The survey of asset managers and insurance professionals found that while, generally, firms are finding tools and technologies useful in finding value in data, there is variance in the level of value they are gleaning from it.
Only 13 percent of respondents said they are able to capture the entire value of their use of data. However, 44 percent said they capture this value ‘fairly well’ and 41 percent answered ‘somewhat well’.
Although the level of value gleaned was varied, only 2 percent of respondents said they do not capture value well at all.
The white paper put this partially down to asset managers still experimenting with how to best capture value from data, pointing out that a lot of the data received is irrelevant to their current models of practice, and that it takes significant resources to clean and prepare the data received.
The survey results also revealed remaining challenges in making good use of data.

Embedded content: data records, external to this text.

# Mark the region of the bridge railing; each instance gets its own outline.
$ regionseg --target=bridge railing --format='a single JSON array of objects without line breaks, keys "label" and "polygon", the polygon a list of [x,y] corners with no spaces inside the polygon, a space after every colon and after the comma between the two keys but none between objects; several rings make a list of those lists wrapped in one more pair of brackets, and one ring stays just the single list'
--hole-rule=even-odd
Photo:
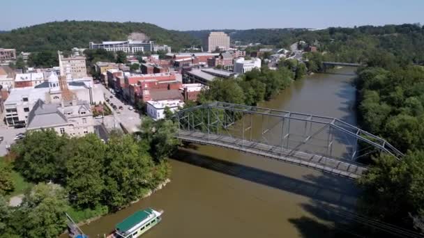
[{"label": "bridge railing", "polygon": [[403,156],[384,139],[327,116],[222,102],[181,110],[176,116],[181,131],[235,138],[289,153],[349,161],[379,151]]}]

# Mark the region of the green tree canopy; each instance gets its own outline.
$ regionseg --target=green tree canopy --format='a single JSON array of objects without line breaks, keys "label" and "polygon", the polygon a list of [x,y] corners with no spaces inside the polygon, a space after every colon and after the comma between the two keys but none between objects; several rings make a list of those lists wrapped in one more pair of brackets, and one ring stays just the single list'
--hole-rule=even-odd
[{"label": "green tree canopy", "polygon": [[79,207],[95,207],[103,192],[103,160],[106,145],[95,134],[73,138],[66,147],[66,189],[69,200]]},{"label": "green tree canopy", "polygon": [[16,169],[32,182],[57,181],[63,178],[64,161],[61,149],[66,138],[52,129],[28,132],[12,150]]}]

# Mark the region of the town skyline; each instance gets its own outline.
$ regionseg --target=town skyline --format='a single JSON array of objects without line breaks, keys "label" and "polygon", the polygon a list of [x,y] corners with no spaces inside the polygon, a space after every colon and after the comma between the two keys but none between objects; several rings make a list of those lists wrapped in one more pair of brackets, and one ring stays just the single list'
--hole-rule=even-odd
[{"label": "town skyline", "polygon": [[[406,1],[401,3],[380,0],[372,3],[362,0],[355,3],[330,0],[326,1],[325,3],[309,4],[292,0],[268,0],[261,2],[261,4],[255,4],[258,3],[256,1],[248,1],[243,2],[243,6],[222,0],[202,3],[201,6],[198,2],[192,0],[179,4],[167,1],[161,3],[142,3],[130,1],[128,5],[133,7],[121,6],[118,8],[108,8],[107,6],[110,6],[108,3],[113,3],[109,0],[94,0],[89,2],[80,0],[72,2],[66,1],[61,2],[60,6],[52,0],[43,0],[37,3],[24,1],[26,2],[25,4],[16,2],[3,4],[5,9],[10,10],[0,16],[0,31],[10,31],[45,22],[64,20],[148,22],[167,29],[177,31],[326,29],[331,26],[381,26],[423,23],[420,9],[424,8],[424,3],[418,1]],[[76,8],[75,6],[83,7]],[[222,6],[226,7],[222,8]],[[211,10],[214,8],[217,8],[217,10],[220,13],[220,17],[214,17],[217,19],[211,21],[210,17],[205,17],[205,15],[211,13],[211,17],[213,17],[213,13],[216,11]],[[61,9],[70,10],[60,10]],[[145,9],[149,10],[146,11]],[[34,10],[37,10],[37,13],[40,14],[34,15]],[[250,17],[235,20],[233,15],[236,10],[243,15]],[[125,11],[126,14],[116,14],[119,10]],[[22,17],[10,21],[16,11],[20,11]],[[190,15],[190,17],[181,17],[187,15]],[[196,19],[196,21],[193,21],[193,19]],[[337,21],[335,19],[337,19]]]}]

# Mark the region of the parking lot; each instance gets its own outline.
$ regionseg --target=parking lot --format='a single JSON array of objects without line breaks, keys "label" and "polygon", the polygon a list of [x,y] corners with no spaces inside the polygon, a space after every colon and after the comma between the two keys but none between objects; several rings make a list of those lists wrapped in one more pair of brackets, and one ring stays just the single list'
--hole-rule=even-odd
[{"label": "parking lot", "polygon": [[[111,128],[109,127],[110,125],[116,127],[116,122],[118,125],[119,122],[121,122],[128,131],[128,132],[131,133],[137,132],[138,127],[141,123],[141,119],[139,113],[135,112],[134,109],[130,110],[130,107],[132,107],[131,105],[125,105],[122,101],[112,95],[104,86],[102,87],[102,90],[105,93],[105,98],[107,98],[109,101],[107,103],[108,105],[110,106],[110,104],[112,103],[114,105],[116,106],[116,110],[114,110],[113,108],[112,108],[112,106],[110,106],[113,113],[113,118],[107,119],[107,117],[105,118],[104,124],[106,127],[108,129]],[[119,109],[120,106],[122,106],[122,109]]]},{"label": "parking lot", "polygon": [[25,133],[25,128],[15,129],[13,127],[1,127],[0,128],[0,136],[3,136],[3,141],[0,142],[0,156],[4,156],[8,153],[6,147],[13,144],[15,141],[15,136],[20,133]]}]

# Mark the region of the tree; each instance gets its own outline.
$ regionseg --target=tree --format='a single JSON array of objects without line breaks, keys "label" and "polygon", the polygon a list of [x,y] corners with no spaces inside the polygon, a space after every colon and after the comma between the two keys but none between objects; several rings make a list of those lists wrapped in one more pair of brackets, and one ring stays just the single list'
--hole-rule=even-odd
[{"label": "tree", "polygon": [[0,158],[0,195],[10,193],[15,189],[15,183],[12,177],[12,166],[4,161],[4,158]]},{"label": "tree", "polygon": [[116,51],[116,63],[127,63],[127,54],[126,52],[120,50]]},{"label": "tree", "polygon": [[200,101],[221,101],[242,104],[244,94],[234,79],[220,78],[211,82],[209,89],[200,93]]},{"label": "tree", "polygon": [[72,151],[66,164],[69,200],[78,207],[95,207],[104,189],[106,145],[95,134],[73,138],[70,142],[68,146]]},{"label": "tree", "polygon": [[164,59],[166,57],[167,53],[168,52],[164,50],[158,50],[158,51],[156,51],[156,54],[159,55],[160,59]]},{"label": "tree", "polygon": [[140,65],[137,63],[132,63],[130,65],[130,70],[131,71],[137,71],[137,70],[139,70],[139,69],[140,69]]},{"label": "tree", "polygon": [[40,183],[24,198],[22,236],[56,237],[66,227],[65,212],[68,209],[66,193],[56,184]]},{"label": "tree", "polygon": [[104,200],[118,209],[143,195],[151,180],[153,166],[147,144],[131,135],[111,138],[105,159]]},{"label": "tree", "polygon": [[11,215],[12,211],[9,207],[8,201],[3,195],[0,194],[0,234],[6,232]]},{"label": "tree", "polygon": [[176,125],[170,120],[155,122],[146,118],[143,120],[140,129],[142,141],[149,143],[149,152],[156,161],[167,158],[180,144],[173,136],[177,132]]},{"label": "tree", "polygon": [[22,57],[17,57],[16,59],[15,67],[18,69],[25,69],[25,61],[24,61]]},{"label": "tree", "polygon": [[368,216],[412,227],[409,214],[424,208],[424,152],[409,152],[401,161],[381,154],[358,180],[361,208]]},{"label": "tree", "polygon": [[167,159],[172,154],[179,145],[179,140],[175,138],[177,128],[169,120],[160,121],[155,127],[156,131],[151,143],[153,158],[157,161]]},{"label": "tree", "polygon": [[66,155],[61,149],[66,138],[52,129],[28,132],[22,141],[12,147],[12,151],[17,154],[16,169],[33,182],[63,179]]}]

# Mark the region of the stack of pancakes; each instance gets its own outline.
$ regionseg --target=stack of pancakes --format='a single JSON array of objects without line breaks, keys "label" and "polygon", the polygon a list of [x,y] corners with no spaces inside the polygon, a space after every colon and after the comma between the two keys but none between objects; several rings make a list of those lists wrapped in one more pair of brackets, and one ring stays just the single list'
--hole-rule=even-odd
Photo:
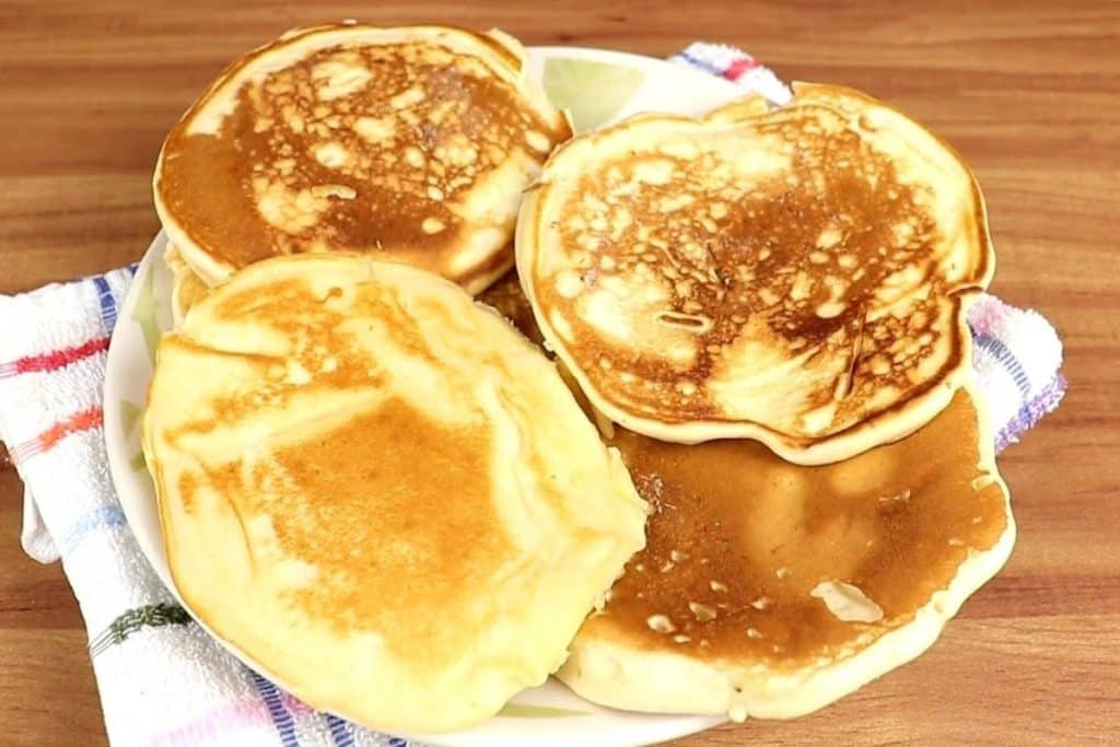
[{"label": "stack of pancakes", "polygon": [[290,32],[187,112],[144,417],[183,597],[390,730],[550,673],[785,718],[918,655],[1015,533],[969,169],[823,85],[569,138],[515,40],[438,27]]}]

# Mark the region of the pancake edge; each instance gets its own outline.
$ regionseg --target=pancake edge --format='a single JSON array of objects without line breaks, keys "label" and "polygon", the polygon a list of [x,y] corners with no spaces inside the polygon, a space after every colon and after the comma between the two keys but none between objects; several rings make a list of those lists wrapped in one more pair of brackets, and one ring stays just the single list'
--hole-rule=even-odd
[{"label": "pancake edge", "polygon": [[[610,708],[659,713],[791,719],[820,710],[925,653],[963,604],[991,580],[1016,540],[1010,493],[996,465],[987,402],[968,384],[977,411],[979,465],[1004,494],[1007,525],[996,543],[971,550],[949,585],[918,607],[914,618],[843,659],[800,672],[754,672],[755,666],[700,661],[666,652],[634,652],[613,642],[576,636],[557,678],[576,694]],[[594,675],[589,675],[594,672]]]}]

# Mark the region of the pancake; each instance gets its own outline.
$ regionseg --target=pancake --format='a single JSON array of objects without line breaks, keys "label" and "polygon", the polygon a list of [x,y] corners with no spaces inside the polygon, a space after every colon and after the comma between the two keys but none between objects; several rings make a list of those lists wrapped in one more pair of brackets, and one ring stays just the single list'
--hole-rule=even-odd
[{"label": "pancake", "polygon": [[824,464],[913,432],[965,379],[995,268],[972,174],[865,94],[794,91],[576,138],[522,205],[543,335],[631,430]]},{"label": "pancake", "polygon": [[[516,270],[510,270],[498,278],[493,286],[478,295],[478,300],[492,307],[510,320],[521,334],[538,345],[544,344],[541,328],[533,319],[533,307],[529,305],[525,292],[521,289],[521,279]],[[577,398],[579,393],[577,392]]]},{"label": "pancake", "polygon": [[792,718],[913,660],[1015,541],[981,420],[961,389],[914,435],[822,467],[618,429],[647,544],[558,676],[614,708]]},{"label": "pancake", "polygon": [[212,290],[160,342],[143,448],[193,613],[375,729],[458,729],[543,682],[644,543],[553,365],[400,263],[276,258]]},{"label": "pancake", "polygon": [[[502,283],[495,306],[539,338]],[[967,385],[912,436],[819,467],[604,428],[653,508],[647,544],[558,676],[615,708],[791,718],[913,660],[1015,542],[977,398]]]},{"label": "pancake", "polygon": [[190,307],[209,292],[209,286],[195,274],[178,248],[170,242],[164,252],[164,261],[171,271],[171,321],[178,328]]},{"label": "pancake", "polygon": [[156,209],[209,286],[269,256],[347,251],[474,293],[513,263],[522,192],[570,134],[501,31],[296,29],[171,130]]}]

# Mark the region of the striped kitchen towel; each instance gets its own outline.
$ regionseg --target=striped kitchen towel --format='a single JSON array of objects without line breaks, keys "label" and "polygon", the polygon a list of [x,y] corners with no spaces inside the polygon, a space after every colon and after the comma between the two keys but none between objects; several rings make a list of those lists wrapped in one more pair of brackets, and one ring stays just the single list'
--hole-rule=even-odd
[{"label": "striped kitchen towel", "polygon": [[[673,60],[776,103],[788,97],[737,49],[693,45]],[[110,480],[101,424],[109,336],[133,272],[0,296],[0,439],[26,486],[24,547],[43,561],[62,558],[90,631],[110,739],[405,745],[316,712],[246,669],[192,622],[143,559]],[[973,307],[970,324],[974,380],[1004,448],[1061,400],[1062,345],[1042,316],[992,297]]]}]

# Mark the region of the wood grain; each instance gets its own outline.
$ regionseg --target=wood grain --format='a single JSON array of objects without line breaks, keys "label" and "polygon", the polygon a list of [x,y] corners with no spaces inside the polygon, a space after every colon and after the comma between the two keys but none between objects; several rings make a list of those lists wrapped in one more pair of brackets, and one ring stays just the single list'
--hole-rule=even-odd
[{"label": "wood grain", "polygon": [[[743,45],[786,78],[865,88],[974,166],[995,290],[1043,310],[1070,394],[1000,460],[1019,543],[917,662],[820,713],[681,740],[1085,744],[1120,726],[1120,3],[0,2],[0,292],[136,260],[157,230],[161,138],[230,59],[353,16],[501,26],[526,44],[664,56]],[[2,334],[2,330],[0,330]],[[84,634],[57,566],[20,551],[0,473],[0,743],[104,743]]]}]

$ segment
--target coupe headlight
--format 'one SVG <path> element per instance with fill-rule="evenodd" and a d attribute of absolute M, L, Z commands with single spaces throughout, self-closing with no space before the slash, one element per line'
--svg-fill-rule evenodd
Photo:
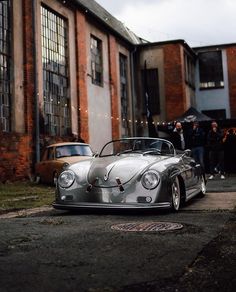
<path fill-rule="evenodd" d="M 156 171 L 148 170 L 143 174 L 141 182 L 145 189 L 153 190 L 158 186 L 160 177 Z"/>
<path fill-rule="evenodd" d="M 71 170 L 65 170 L 63 171 L 59 178 L 58 178 L 58 184 L 62 188 L 69 188 L 75 180 L 75 174 Z"/>

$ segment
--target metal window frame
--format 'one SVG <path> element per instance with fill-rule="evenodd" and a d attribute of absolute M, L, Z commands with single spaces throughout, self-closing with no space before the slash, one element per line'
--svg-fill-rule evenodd
<path fill-rule="evenodd" d="M 53 136 L 71 133 L 68 29 L 66 18 L 41 5 L 44 132 Z"/>

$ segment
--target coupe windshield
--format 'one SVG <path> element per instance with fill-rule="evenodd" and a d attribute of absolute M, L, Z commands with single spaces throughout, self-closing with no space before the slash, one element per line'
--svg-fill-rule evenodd
<path fill-rule="evenodd" d="M 103 147 L 100 156 L 122 155 L 125 153 L 170 155 L 174 154 L 174 147 L 169 141 L 163 139 L 127 138 L 107 143 Z"/>
<path fill-rule="evenodd" d="M 88 145 L 65 145 L 56 148 L 56 158 L 69 156 L 92 156 Z"/>

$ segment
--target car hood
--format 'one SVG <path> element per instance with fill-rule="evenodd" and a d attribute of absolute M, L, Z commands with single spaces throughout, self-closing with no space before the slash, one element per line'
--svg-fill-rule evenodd
<path fill-rule="evenodd" d="M 116 156 L 96 158 L 88 173 L 88 181 L 97 187 L 114 187 L 129 182 L 153 163 L 162 160 L 161 156 Z"/>
<path fill-rule="evenodd" d="M 72 164 L 72 163 L 79 162 L 79 161 L 89 159 L 89 158 L 91 157 L 90 156 L 68 156 L 68 157 L 58 158 L 57 161 L 60 161 L 62 163 Z"/>

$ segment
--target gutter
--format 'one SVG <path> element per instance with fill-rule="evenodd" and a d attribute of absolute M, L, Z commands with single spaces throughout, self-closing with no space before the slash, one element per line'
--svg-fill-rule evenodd
<path fill-rule="evenodd" d="M 32 30 L 33 30 L 33 62 L 34 62 L 34 104 L 35 104 L 35 162 L 40 161 L 40 139 L 39 139 L 39 85 L 36 46 L 36 17 L 37 1 L 32 0 Z"/>

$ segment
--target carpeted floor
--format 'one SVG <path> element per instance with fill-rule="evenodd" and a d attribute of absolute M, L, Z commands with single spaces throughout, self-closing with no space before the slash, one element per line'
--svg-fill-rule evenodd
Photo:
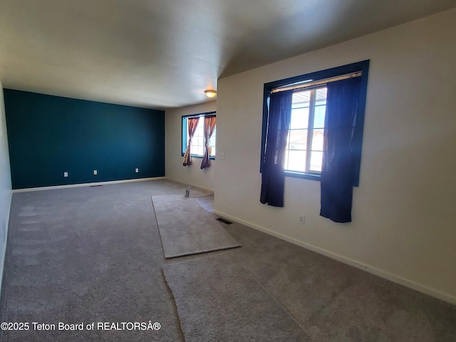
<path fill-rule="evenodd" d="M 30 328 L 0 331 L 0 341 L 183 341 L 162 267 L 219 255 L 238 260 L 309 341 L 456 341 L 456 306 L 239 224 L 223 225 L 241 248 L 165 260 L 150 197 L 185 190 L 157 180 L 14 194 L 0 321 Z M 97 326 L 150 321 L 161 328 Z"/>
<path fill-rule="evenodd" d="M 152 204 L 166 259 L 241 246 L 193 198 L 152 196 Z"/>
<path fill-rule="evenodd" d="M 310 341 L 232 256 L 185 260 L 164 265 L 163 271 L 186 342 Z"/>

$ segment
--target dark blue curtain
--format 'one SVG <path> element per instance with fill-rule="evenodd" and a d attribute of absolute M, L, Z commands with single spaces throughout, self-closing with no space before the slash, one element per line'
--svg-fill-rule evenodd
<path fill-rule="evenodd" d="M 293 90 L 273 93 L 269 113 L 264 159 L 261 169 L 260 202 L 284 206 L 285 149 L 291 119 Z"/>
<path fill-rule="evenodd" d="M 320 214 L 336 222 L 351 222 L 361 78 L 328 83 Z"/>

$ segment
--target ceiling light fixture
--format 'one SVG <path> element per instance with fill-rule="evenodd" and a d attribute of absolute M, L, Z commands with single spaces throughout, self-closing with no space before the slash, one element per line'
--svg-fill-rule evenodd
<path fill-rule="evenodd" d="M 206 93 L 206 96 L 207 96 L 208 98 L 214 98 L 215 95 L 217 95 L 217 90 L 204 90 L 204 93 Z"/>

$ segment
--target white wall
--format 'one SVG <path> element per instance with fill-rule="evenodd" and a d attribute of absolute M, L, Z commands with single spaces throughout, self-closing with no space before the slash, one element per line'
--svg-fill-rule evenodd
<path fill-rule="evenodd" d="M 3 87 L 1 83 L 0 83 L 0 293 L 6 249 L 6 237 L 11 196 L 11 175 L 9 170 L 5 106 L 3 98 Z"/>
<path fill-rule="evenodd" d="M 165 174 L 167 178 L 204 189 L 214 190 L 216 160 L 210 167 L 201 170 L 202 158 L 192 158 L 190 166 L 182 166 L 182 117 L 217 110 L 215 101 L 170 109 L 165 113 Z M 217 118 L 218 120 L 218 118 Z M 219 132 L 217 124 L 217 135 Z"/>
<path fill-rule="evenodd" d="M 456 9 L 219 80 L 216 212 L 456 304 L 455 32 Z M 316 181 L 287 177 L 284 208 L 260 204 L 264 83 L 365 59 L 353 222 L 319 216 Z"/>

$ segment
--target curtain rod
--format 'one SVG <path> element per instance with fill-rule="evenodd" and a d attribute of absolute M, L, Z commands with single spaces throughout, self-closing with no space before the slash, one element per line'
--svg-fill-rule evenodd
<path fill-rule="evenodd" d="M 284 86 L 281 88 L 276 88 L 273 89 L 271 93 L 279 93 L 279 91 L 293 90 L 296 89 L 304 89 L 309 87 L 314 87 L 315 86 L 319 86 L 321 84 L 326 84 L 328 82 L 334 82 L 336 81 L 345 80 L 346 78 L 351 78 L 353 77 L 360 77 L 361 76 L 361 71 L 356 71 L 355 73 L 347 73 L 346 75 L 341 75 L 340 76 L 330 77 L 329 78 L 324 78 L 323 80 L 314 81 L 313 82 L 308 82 L 304 84 L 295 84 L 294 86 Z"/>

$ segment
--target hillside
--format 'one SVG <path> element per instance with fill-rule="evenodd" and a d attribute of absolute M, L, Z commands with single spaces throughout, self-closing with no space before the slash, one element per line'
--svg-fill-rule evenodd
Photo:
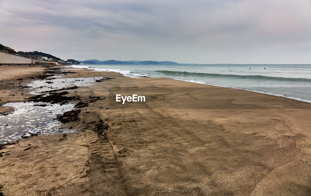
<path fill-rule="evenodd" d="M 17 52 L 19 54 L 23 54 L 23 55 L 40 55 L 43 57 L 46 57 L 48 58 L 52 58 L 52 59 L 55 59 L 57 61 L 59 60 L 62 60 L 60 58 L 53 56 L 51 54 L 45 53 L 41 52 L 38 52 L 38 51 L 34 51 L 33 52 L 22 52 L 19 51 Z"/>
<path fill-rule="evenodd" d="M 6 47 L 7 47 L 7 48 L 6 48 Z M 0 44 L 0 50 L 6 50 L 7 51 L 7 52 L 9 53 L 13 53 L 13 54 L 17 54 L 17 53 L 14 51 L 14 49 L 12 49 L 8 46 L 4 46 L 1 44 Z"/>
<path fill-rule="evenodd" d="M 142 61 L 140 64 L 143 65 L 160 65 L 160 64 L 157 61 Z"/>
<path fill-rule="evenodd" d="M 178 65 L 178 63 L 172 61 L 116 61 L 110 60 L 107 61 L 99 61 L 96 59 L 79 61 L 81 63 L 90 65 Z"/>

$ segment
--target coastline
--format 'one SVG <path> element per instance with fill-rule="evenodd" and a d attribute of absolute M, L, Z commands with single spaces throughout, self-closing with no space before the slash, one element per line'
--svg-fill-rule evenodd
<path fill-rule="evenodd" d="M 258 65 L 261 65 L 260 64 L 258 64 Z M 309 65 L 306 64 L 306 65 Z M 246 65 L 247 65 L 246 64 Z M 72 65 L 71 66 L 72 67 L 74 68 L 85 68 L 89 69 L 90 70 L 93 70 L 96 71 L 106 71 L 106 70 L 104 70 L 106 69 L 103 68 L 95 68 L 95 67 L 91 67 L 90 66 L 88 66 L 88 65 Z M 109 69 L 107 70 L 107 71 L 108 71 L 109 70 L 113 70 L 111 71 L 115 71 L 117 72 L 119 72 L 123 74 L 123 75 L 127 77 L 152 77 L 149 76 L 148 74 L 145 74 L 144 75 L 142 75 L 142 74 L 138 74 L 137 73 L 133 73 L 132 72 L 126 71 L 124 70 L 122 70 L 120 69 L 114 69 L 113 68 L 112 69 L 109 68 L 107 68 Z M 213 74 L 212 74 L 212 75 Z M 243 76 L 243 75 L 242 75 Z M 206 82 L 199 81 L 193 79 L 187 79 L 187 80 L 183 80 L 181 79 L 177 79 L 175 78 L 174 78 L 173 77 L 168 77 L 168 78 L 170 78 L 171 79 L 173 79 L 174 80 L 179 80 L 180 81 L 183 81 L 184 82 L 193 82 L 194 83 L 197 83 L 198 84 L 205 84 L 206 85 L 208 85 L 212 86 L 219 86 L 220 87 L 225 87 L 225 88 L 233 88 L 234 89 L 239 89 L 241 90 L 244 90 L 245 91 L 252 91 L 253 92 L 256 92 L 259 93 L 263 93 L 264 94 L 267 94 L 267 95 L 273 95 L 274 96 L 281 96 L 286 98 L 288 98 L 289 99 L 294 99 L 295 100 L 298 100 L 299 101 L 304 101 L 305 102 L 307 102 L 308 103 L 311 103 L 311 99 L 305 99 L 301 98 L 299 97 L 296 97 L 295 96 L 289 96 L 288 95 L 286 95 L 285 94 L 281 94 L 276 93 L 275 92 L 268 92 L 267 91 L 258 91 L 255 90 L 251 90 L 250 89 L 248 89 L 247 88 L 243 88 L 243 87 L 230 87 L 229 86 L 227 86 L 225 85 L 217 85 L 215 84 L 211 84 L 209 83 L 207 83 Z M 300 78 L 300 79 L 303 79 L 304 78 Z"/>
<path fill-rule="evenodd" d="M 74 71 L 63 77 L 115 79 L 68 96 L 109 98 L 83 108 L 73 124 L 89 123 L 82 131 L 39 135 L 1 150 L 4 195 L 307 195 L 309 103 L 165 78 Z M 115 91 L 146 101 L 111 104 Z M 94 130 L 101 120 L 109 125 L 104 135 Z"/>

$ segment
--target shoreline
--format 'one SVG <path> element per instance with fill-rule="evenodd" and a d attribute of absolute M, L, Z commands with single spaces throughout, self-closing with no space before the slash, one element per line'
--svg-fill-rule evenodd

Although results were fairly varied, the need for processing and cleaning data emerged as the top difficulty, named by 36 percent of respondents. This was followed by the issue of data presented in non-compatible formats and the inability to determine what is and is not useful, cited by 29 percent and 28 percent, respectively.
In addition, 20 percent noted a challenge emerging from incorrect data and 21 percent said data requires user interfaces that can be difficult to understand.
According to the report, issues around reconciliation and data compatibility can leave asset managers with “strong reservations about the reliability and the utility of their data”. This could become a serious problem as the volume, speed and variety of data increases.
When asked their top three reasons for investing in new data sources, responding to regulatory requirements emerged, unsurprisingly, as the top response, cited by 51 percent of respondents.
The second most popular reason was to improve customer satisfaction, highlighted by 43 percent, followed by the ability to meet new business goals, named as a reason by 33 percent.
These reasons for investment, however, are not necessarily in line with firms’ top goals for developing data strategy. The top goal here was to improve investment decisions, cited by 54 percent, followed by managing risks and ‘modelling or otherwise assessing’ risk, which were named as goals by 43 and 34 percent, respectively.
According to Northern Trust, in order to be useful, data must be aggregated, or captured from various sources; normalised, or translated and formatted in order to reach consistency; verified through reconciliations and valuation; and integrated for seamless delivery to business processes and external systems, making the aggregated data a ‘golden source’. The paper noted, however, that it can be difficult to find a data management system that can do all of these things.
Pete Cherecwich, head of corporate and institutional services for the Americas at Northern Trust, said: “This survey confirmed for us what we recognize as some of our clients’ biggest challenges.”
He added: “Whether they are looking for ways to manage their investment decisions, monitor their risks, or improve their reporting, they need to extract more value from their data to gain actionable insights.”
Serge Boccassini, global product solutions manager at Northern Trust, commented: “Developing a comprehensive and flexible data management strategy is essential for asset managers to succeed in a competitive marketplace.”
The survey was conducted in Q3 2015, and included 201 asset managers and insurance executives from the US and Europe.